Date: Mon, 8 Nov 2021 19:59:06 +0000

On Mon, 8 Nov 2021 at 18:05, David Fernandez <david.fernandez@sen.com> wrote:
> I am running qemu-system-x86_64 on aarch64 running Ubuntu 18.04 as both
> guest and host.
>
> I couldn't get the stock qemu-system-x86_04 to boot correctly, as it was
> an old version 2.11.1, I decided to recompile from sources to see if
> that would fix the problem, but the problem still persists, using both
> top of master and stable-2.12 (currently on that).[ TIME ] Timed out
> waiting for device dev-ttyS0.device.

Is there any more error message ? How long does the guest wait on
this step before it times out ?

> The problem does not happen when using qemu-system-x86_64 on my Fedora
> desktop as host, so I wonder if I need something in my build options or
> if I need to rebuild my kernel with some added kernel configuration
> options...

Are you testing with the exact same:
 * command line
 * files (guest kernel, initrd, iso, etc)
 * QEMU version
on both the aarch64 and x86-64 host ?
Does the x86-64 host still work OK if you run it with KVM turned off
(ie matching the aarch64 host setup) ?

> Hopefully, some experts around here can help me with that if it is a
> known thing (I google around but other than mentioning that 2.11 is too
> old, could not find any clear reason about this problem).

For aarch64 host, I would be a bit dubious about running 2.11 or 2.12 --
they are both absolutely ancient in QEMU terms.
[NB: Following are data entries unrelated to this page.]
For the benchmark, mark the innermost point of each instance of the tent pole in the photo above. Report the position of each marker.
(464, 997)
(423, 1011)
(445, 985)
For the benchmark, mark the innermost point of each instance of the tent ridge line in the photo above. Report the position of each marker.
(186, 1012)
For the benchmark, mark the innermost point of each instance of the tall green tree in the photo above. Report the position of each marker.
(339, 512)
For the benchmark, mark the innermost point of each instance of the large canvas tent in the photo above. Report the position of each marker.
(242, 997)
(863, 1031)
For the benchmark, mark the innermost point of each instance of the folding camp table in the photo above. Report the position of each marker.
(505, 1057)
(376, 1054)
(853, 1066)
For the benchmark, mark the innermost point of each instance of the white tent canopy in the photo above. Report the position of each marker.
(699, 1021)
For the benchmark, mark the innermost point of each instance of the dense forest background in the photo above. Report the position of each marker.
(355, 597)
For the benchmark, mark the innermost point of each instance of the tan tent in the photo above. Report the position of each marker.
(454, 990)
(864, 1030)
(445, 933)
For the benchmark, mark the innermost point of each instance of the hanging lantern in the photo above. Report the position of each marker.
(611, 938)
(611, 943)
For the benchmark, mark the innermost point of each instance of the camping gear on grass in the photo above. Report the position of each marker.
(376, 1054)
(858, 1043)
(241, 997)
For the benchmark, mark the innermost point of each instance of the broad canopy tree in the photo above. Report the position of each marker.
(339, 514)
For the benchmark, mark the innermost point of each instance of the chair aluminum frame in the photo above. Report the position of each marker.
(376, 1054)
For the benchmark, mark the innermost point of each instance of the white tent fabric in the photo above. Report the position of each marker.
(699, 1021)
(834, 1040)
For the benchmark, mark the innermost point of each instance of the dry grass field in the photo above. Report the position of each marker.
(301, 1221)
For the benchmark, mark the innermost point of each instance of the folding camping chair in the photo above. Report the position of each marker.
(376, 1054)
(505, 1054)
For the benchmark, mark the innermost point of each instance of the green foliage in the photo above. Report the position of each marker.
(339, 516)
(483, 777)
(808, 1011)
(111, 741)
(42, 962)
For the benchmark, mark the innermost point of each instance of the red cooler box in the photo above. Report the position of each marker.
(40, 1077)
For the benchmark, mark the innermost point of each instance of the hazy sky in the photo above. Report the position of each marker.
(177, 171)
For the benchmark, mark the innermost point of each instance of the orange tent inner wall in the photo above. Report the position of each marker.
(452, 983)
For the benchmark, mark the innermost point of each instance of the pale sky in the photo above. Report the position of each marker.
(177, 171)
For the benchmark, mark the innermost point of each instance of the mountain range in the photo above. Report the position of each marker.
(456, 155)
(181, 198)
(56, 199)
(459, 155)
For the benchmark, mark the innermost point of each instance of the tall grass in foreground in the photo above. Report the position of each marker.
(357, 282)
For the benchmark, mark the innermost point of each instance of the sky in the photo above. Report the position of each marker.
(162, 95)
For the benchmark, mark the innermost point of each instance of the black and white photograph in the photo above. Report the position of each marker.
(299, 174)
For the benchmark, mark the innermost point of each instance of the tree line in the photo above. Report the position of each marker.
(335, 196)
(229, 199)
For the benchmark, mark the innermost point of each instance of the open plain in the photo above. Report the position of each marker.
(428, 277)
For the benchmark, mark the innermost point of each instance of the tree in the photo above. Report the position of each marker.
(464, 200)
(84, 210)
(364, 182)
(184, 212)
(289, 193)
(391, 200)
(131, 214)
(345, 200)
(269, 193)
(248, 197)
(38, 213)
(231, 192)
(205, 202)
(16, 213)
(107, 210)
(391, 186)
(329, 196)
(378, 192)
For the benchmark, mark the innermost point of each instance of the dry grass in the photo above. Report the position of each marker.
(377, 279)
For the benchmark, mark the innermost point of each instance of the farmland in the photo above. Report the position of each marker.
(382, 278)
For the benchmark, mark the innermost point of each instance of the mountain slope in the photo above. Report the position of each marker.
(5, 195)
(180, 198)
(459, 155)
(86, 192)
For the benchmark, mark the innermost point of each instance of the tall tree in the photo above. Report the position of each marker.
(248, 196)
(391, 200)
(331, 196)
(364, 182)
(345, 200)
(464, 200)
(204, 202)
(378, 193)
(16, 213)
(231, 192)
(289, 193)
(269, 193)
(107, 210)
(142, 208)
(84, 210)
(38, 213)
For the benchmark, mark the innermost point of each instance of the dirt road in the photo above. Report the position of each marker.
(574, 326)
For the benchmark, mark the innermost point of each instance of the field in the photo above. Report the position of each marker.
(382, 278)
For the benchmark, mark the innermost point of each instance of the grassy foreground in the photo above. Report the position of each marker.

What are the specs of the host CPU (in particular, how fast is it)?
If it's too underpowered it's possible it just can't run the guest
fast enough for it to boot up before the guest's systemd tasks
time out (though it would have to be pretty bad for this to be
the problem).

>    --enable-kvm \ <== does not seem to ba available as an accelerator

That is expected -- KVM can only accelerate guests where the
host and guest are the same CPU architecture, so it can do
aarch64-on-aarch64 and x86-on-x86, but not x86-on-aarch64.